On vector mode contribution to CMB temperature and polarization from local strings

TL;DR

The paper addresses significant coding errors in the cosmic-string contribution to CMB anisotropy, notably a missing vector-mode normalization and a general spectrum normalization factor. By correcting these, vector-mode power increases dramatically (approximately by a factor of $8$) and all string spectra are renormalized, leading to a tighter bound on the string tension: $G\mu_0 \approx 1.1 \times 10^{-6}$ and $G\mu < 1.8\,(2.7) \times 10^{-7}$ (68/95% c.l.).
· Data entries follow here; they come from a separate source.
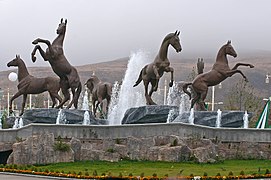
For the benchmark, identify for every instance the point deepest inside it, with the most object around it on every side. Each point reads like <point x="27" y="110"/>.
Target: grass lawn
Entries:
<point x="172" y="169"/>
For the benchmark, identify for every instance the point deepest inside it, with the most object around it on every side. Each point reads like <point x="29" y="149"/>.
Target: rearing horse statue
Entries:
<point x="218" y="73"/>
<point x="152" y="72"/>
<point x="69" y="78"/>
<point x="29" y="84"/>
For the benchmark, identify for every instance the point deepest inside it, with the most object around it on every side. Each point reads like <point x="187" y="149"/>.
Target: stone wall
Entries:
<point x="38" y="149"/>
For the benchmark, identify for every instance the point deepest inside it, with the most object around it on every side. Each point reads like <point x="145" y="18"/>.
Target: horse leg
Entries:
<point x="12" y="99"/>
<point x="53" y="99"/>
<point x="76" y="93"/>
<point x="242" y="64"/>
<point x="202" y="98"/>
<point x="93" y="106"/>
<point x="232" y="72"/>
<point x="171" y="70"/>
<point x="42" y="53"/>
<point x="66" y="93"/>
<point x="72" y="101"/>
<point x="23" y="104"/>
<point x="148" y="98"/>
<point x="194" y="100"/>
<point x="157" y="76"/>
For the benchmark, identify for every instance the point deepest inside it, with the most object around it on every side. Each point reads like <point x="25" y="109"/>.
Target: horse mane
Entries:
<point x="170" y="35"/>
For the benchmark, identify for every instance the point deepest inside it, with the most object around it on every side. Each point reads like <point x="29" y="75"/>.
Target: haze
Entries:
<point x="104" y="30"/>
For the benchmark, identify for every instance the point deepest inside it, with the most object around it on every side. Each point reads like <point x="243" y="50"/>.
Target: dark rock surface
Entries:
<point x="148" y="114"/>
<point x="232" y="119"/>
<point x="73" y="116"/>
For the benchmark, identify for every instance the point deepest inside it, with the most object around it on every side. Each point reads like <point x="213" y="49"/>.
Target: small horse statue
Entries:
<point x="100" y="91"/>
<point x="216" y="75"/>
<point x="152" y="72"/>
<point x="32" y="85"/>
<point x="69" y="78"/>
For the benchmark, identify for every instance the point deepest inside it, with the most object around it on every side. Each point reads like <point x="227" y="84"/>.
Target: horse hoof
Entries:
<point x="35" y="42"/>
<point x="34" y="58"/>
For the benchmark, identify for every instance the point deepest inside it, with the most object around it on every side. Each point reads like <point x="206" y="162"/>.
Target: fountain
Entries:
<point x="245" y="118"/>
<point x="0" y="120"/>
<point x="85" y="101"/>
<point x="172" y="114"/>
<point x="16" y="123"/>
<point x="86" y="120"/>
<point x="21" y="123"/>
<point x="191" y="116"/>
<point x="61" y="117"/>
<point x="126" y="99"/>
<point x="218" y="119"/>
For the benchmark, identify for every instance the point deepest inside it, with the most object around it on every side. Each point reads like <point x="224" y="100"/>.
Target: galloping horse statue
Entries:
<point x="152" y="72"/>
<point x="69" y="78"/>
<point x="100" y="91"/>
<point x="32" y="85"/>
<point x="219" y="72"/>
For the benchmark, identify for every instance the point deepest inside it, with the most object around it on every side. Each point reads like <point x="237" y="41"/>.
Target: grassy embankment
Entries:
<point x="148" y="168"/>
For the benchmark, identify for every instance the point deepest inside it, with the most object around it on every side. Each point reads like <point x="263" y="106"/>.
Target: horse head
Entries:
<point x="91" y="82"/>
<point x="15" y="62"/>
<point x="175" y="41"/>
<point x="229" y="49"/>
<point x="61" y="27"/>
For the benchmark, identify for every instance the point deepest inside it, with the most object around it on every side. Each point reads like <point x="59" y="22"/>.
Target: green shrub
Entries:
<point x="111" y="150"/>
<point x="95" y="173"/>
<point x="61" y="146"/>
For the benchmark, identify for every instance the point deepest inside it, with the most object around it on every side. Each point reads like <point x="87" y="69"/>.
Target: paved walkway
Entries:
<point x="14" y="176"/>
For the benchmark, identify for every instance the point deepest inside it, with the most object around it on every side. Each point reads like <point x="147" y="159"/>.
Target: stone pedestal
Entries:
<point x="232" y="119"/>
<point x="73" y="116"/>
<point x="148" y="114"/>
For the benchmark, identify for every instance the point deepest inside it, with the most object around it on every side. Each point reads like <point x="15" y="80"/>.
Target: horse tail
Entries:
<point x="108" y="88"/>
<point x="77" y="94"/>
<point x="185" y="89"/>
<point x="139" y="78"/>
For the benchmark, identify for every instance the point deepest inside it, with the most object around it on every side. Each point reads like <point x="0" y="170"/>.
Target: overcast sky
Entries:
<point x="104" y="30"/>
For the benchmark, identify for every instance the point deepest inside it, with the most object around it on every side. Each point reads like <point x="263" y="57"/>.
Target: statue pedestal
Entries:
<point x="148" y="114"/>
<point x="160" y="113"/>
<point x="230" y="119"/>
<point x="73" y="116"/>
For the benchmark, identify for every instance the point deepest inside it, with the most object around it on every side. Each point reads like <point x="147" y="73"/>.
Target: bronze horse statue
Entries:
<point x="219" y="72"/>
<point x="29" y="84"/>
<point x="100" y="91"/>
<point x="152" y="72"/>
<point x="69" y="78"/>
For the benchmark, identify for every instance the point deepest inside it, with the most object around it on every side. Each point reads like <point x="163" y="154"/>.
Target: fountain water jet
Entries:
<point x="191" y="116"/>
<point x="16" y="123"/>
<point x="0" y="120"/>
<point x="245" y="118"/>
<point x="218" y="118"/>
<point x="85" y="101"/>
<point x="129" y="96"/>
<point x="21" y="123"/>
<point x="61" y="117"/>
<point x="86" y="120"/>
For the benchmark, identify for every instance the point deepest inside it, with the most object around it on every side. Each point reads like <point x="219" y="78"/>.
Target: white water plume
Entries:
<point x="129" y="96"/>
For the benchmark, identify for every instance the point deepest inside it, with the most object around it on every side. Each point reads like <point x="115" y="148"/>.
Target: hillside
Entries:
<point x="114" y="71"/>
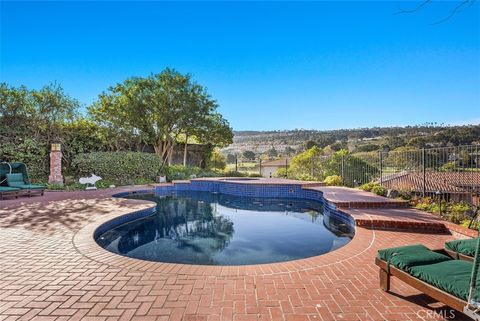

The improved vector contribution also greatly enhances the predicted B-mode polarization from cosmic strings, by roughly $10$–$20$ times, making a string-sourced BB signal potentially observable and possibly exceeding lensing-induced B modes. These results motivate reanalysis with newer CMB data (e.g., WMAP3) and have implications for constraining or detecting cosmic strings via B-mode polarization.

Abstract

In a recent publication, we used the data from WMAP and SDSS to constrain the primordial perturbations and to predict the B-mode polarization sourced by cosmic string networks. We have been alerted by A. Slosar to the existence of errors in the code we used to calculate the Cosmic Microwave Background anisotropies from cosmic strings. Correcting the errors leads to a significant increase in the vector mode contribution to the CMB temperature and polarization anisotropies as well as an overall renormalization of the various string spectra. In these notes we explain the nature of the errors and discuss their implications for previously published constraints on cosmic strings based on this code. The chief change in our results is that our derived limit for the cosmic string tension is strengthened: Gμ< 1.8 (2.7) * 10^{-7} at 68 (95)% confidence. We also note that the newly-enhanced vector mode contribution produces a greatly-increased amplitude for B-mode polarization in the CMB which could exceed the B-mode power produced by the lensing of primordial E-mode polarization into B-mode polarization.

Figures (2)

• Figure 1: The scalar (blue dot), vector (red short dash), tensor (black long dash) and their sum (solid black) contributions to the CMB TT spectrum evaluated using the old (left) and the revised (right) codes for the cases of smooth ($\alpha_r=1$) and wiggly ($\alpha_r=1.9$) strings with $G\mu = 1.4 \times 10^{-6}$. The spectra are proportional to $(G\mu)^2$ and this value of $G\mu$ corresponds to the reference cosmic string tension used in our previous work WPW05, divided by $\sqrt{2}$ (to correct an overall factor of two missing in the power spectra computed from the previous version of our code). Comparing the old and revised plots, it is evident that the new smooth string spectra have a factor of about $1.69$ higher amplitude than the old spectra for the same string tension. We combine these two corrections -- a factor of $\sqrt{2}$ in overall normalization and a factor of $\approx \sqrt{1.69}$ from enhanced vector modes -- to infer that the correct, fiducial cosmic string tension should be $G\mu_0 \approx 1.1 \times 10^{-6}$, which is a factor of $1.8$ smaller than the fiducial tension estimated in our previous work. The meaning of this fiducial tension, explained in our last paper, is this: $G\mu_0$ is the cosmic string tension that would be necessary for a network of cosmic strings to produce the same integrated primordial power as is found in the WMAP best-fit adiabatic model. The parameter $\alpha_r$ is the ratio of the effective mass-per-length of a wiggly string to that of a smooth string in the radiation era. See Refs. PV99WPW05 for further details on string substructure.
• Figure 2: The CMB BB spectra. Left: the plot from our last paper WPW05 showing contributions from inflation for $r=0.1$ (dash-dot), lensing (dot) and cosmic strings (solid line for smooth and dash line for wiggly). Right: revised predictions for the smooth (solid, red) and wiggly (dashed, blue) cases based on the assumption that strings contribute $10$% of the power in the CMB TT spectrum. Inflation and lensing estimates are plotted as in the left hand panel but with the inflationary tensor mode color-coded magenta and E to B lensing still black.